Some unforeseen circumstance. I liked that. The old man was waxing chivalric. But the whole ritual of advice and farewell was tiresome. I peeked into my saddlebags.
“Pay attention when I am addressing you! Carry the messages word for word. Curry the horses when Bayard tells you, and nose at their shoes for stones and bruises. Moss grows on the north side of trees—that in case you find yourself lost. When you encounter evil, face it bravely—as the Order says, ‘Without regard to personal suffering.’
“As life is a precious and most holy gift from Paladine, in whom we breathe, fight, and dream for the betterment of all, see that no life is ever taken or sacrificed in vain.”
A cold gust of wind swept over the walls and into the courtyard, and Molasses twitched and shivered.
“We should be on our way now, Sir Andrew,” Sir Bayard announced, rising into the saddle atop Valorous.
“But a moment, Sir Bayard. Never enter the water until an hour after you have eaten, and never enter the water with a storm brewing, for rivers and streams and ponds draw lightning, as do the blue branches of the aeterna tree.”
Bayard muttered something, flicked the reins of his horse. The big chestnut stallion began to move, the pack horse and Molasses following him by instinct. Father walked alongside me, not finished yet.
“Excess of drink before the age of twenty blinds a boy. As does gambling of any sort, or foul language.
“Most of the women you will meet carry knives.”
Despite my fear of what lay ahead of me, of the road that stretched uncertainly beyond the moat house and into the farthest regions of Krynn, where Bayard had some adventure brewing for the both of us—despite all of this, with the clamor and the confusion of dogs and directions, whatever lay waiting at the end of that road seemed less forbidding now. Seemed, you might say, a kind of relief.
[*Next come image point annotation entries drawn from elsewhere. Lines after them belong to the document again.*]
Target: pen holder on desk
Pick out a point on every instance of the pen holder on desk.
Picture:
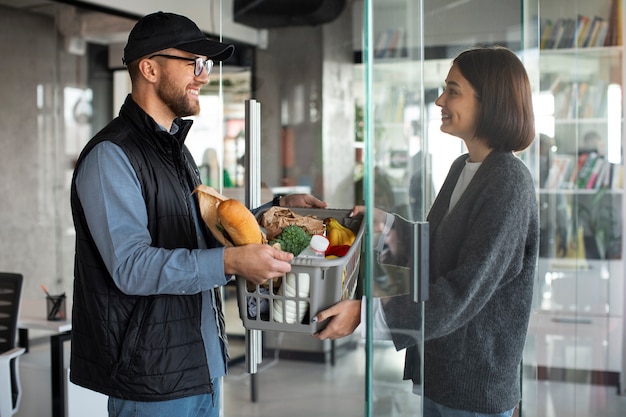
(55, 307)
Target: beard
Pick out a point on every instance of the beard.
(179, 103)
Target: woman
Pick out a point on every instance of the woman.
(483, 248)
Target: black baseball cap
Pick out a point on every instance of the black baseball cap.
(162, 30)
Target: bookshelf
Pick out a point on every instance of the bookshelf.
(580, 288)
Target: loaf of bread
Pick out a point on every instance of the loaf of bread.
(209, 199)
(239, 223)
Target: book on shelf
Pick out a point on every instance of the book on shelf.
(579, 99)
(559, 172)
(617, 177)
(615, 24)
(585, 172)
(584, 31)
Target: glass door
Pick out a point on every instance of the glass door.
(397, 182)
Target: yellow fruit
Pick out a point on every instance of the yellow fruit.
(337, 233)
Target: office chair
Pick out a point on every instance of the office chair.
(10, 388)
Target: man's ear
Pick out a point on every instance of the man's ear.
(148, 69)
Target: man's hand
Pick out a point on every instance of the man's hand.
(256, 263)
(302, 200)
(344, 317)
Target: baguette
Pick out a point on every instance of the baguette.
(240, 224)
(209, 199)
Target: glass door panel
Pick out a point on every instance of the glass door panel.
(396, 159)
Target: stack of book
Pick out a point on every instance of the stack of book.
(581, 32)
(589, 171)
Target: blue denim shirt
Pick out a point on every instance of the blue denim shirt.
(111, 197)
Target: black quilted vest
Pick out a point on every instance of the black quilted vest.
(136, 347)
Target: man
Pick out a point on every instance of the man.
(148, 327)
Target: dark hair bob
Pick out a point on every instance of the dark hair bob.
(506, 119)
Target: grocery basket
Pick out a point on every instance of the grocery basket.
(316, 284)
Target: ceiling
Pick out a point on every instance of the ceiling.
(91, 26)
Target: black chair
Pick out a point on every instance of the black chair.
(10, 389)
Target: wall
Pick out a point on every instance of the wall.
(303, 80)
(204, 13)
(34, 235)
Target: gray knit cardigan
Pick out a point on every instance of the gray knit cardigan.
(483, 257)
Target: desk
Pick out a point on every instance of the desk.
(33, 317)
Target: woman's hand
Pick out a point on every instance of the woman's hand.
(256, 263)
(344, 317)
(301, 200)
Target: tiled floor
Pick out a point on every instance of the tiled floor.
(288, 388)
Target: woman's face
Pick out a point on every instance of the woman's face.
(459, 106)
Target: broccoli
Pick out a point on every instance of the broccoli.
(292, 239)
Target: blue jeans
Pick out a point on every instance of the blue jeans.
(433, 409)
(197, 406)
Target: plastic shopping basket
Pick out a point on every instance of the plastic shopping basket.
(268, 307)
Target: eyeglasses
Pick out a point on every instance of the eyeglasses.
(199, 63)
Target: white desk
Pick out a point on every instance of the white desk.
(33, 317)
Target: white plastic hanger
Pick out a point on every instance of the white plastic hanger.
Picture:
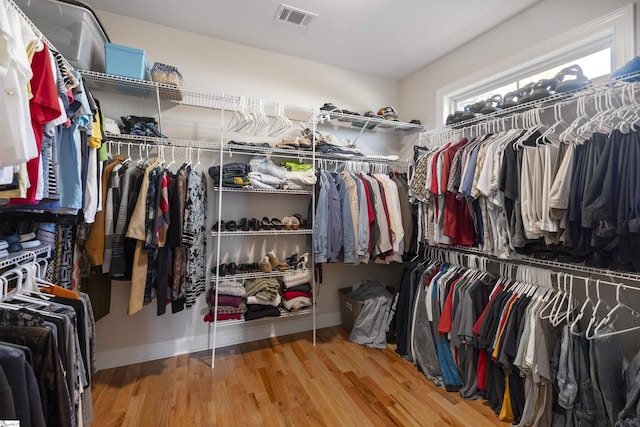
(610, 319)
(589, 331)
(573, 326)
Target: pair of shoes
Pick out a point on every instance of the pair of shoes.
(265, 265)
(275, 262)
(269, 224)
(225, 226)
(225, 269)
(302, 261)
(290, 223)
(297, 143)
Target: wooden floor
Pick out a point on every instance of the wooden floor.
(281, 381)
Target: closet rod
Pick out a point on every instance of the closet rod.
(563, 97)
(634, 277)
(484, 258)
(39, 33)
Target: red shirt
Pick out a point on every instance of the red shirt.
(44, 107)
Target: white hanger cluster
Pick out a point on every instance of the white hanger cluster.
(26, 279)
(250, 116)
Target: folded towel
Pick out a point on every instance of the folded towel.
(27, 236)
(231, 290)
(302, 178)
(296, 304)
(265, 288)
(289, 295)
(260, 311)
(266, 178)
(31, 244)
(296, 278)
(260, 301)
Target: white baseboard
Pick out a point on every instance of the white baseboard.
(226, 336)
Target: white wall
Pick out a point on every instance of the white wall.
(235, 69)
(545, 20)
(212, 64)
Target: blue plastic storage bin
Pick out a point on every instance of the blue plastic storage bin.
(126, 62)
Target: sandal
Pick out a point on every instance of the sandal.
(277, 224)
(543, 89)
(301, 221)
(295, 224)
(302, 261)
(243, 224)
(525, 93)
(579, 81)
(265, 224)
(511, 99)
(273, 259)
(286, 221)
(492, 105)
(265, 265)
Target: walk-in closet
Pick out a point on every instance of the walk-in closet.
(254, 213)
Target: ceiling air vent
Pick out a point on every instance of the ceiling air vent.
(295, 16)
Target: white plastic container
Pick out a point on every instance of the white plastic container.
(72, 29)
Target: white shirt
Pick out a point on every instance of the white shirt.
(18, 144)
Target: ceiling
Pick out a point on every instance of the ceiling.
(390, 39)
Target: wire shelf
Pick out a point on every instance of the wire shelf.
(261, 190)
(543, 103)
(372, 124)
(244, 276)
(283, 314)
(170, 142)
(25, 255)
(263, 233)
(546, 263)
(191, 97)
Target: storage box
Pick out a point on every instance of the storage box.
(126, 62)
(349, 308)
(72, 28)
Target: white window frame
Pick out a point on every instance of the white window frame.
(615, 29)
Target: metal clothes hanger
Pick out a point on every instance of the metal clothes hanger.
(610, 319)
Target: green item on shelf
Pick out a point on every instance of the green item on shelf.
(292, 166)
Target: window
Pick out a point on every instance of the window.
(598, 47)
(593, 66)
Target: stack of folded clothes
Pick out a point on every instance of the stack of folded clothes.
(300, 176)
(297, 293)
(12, 243)
(337, 147)
(233, 174)
(29, 241)
(231, 305)
(266, 174)
(263, 291)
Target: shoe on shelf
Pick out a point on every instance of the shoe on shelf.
(273, 259)
(277, 224)
(265, 224)
(286, 221)
(243, 224)
(302, 261)
(265, 265)
(303, 223)
(295, 223)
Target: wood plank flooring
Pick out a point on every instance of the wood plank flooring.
(282, 381)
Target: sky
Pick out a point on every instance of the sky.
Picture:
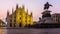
(34, 6)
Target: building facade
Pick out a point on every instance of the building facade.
(56, 17)
(19, 17)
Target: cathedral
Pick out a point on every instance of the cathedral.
(19, 17)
A relief, but only until the moat house sank quietly in the darkness behind us, into the morning mists as though it burned, slowly and without flames, on an ocean at midnight. Just when the walls had almost become indistinguishable from the darkness of morning, the tiny form of a man appeared at the battlements. I watched for a moment, as he surely watched us dwindle away from him, from the moat house, from home. Father, perhaps?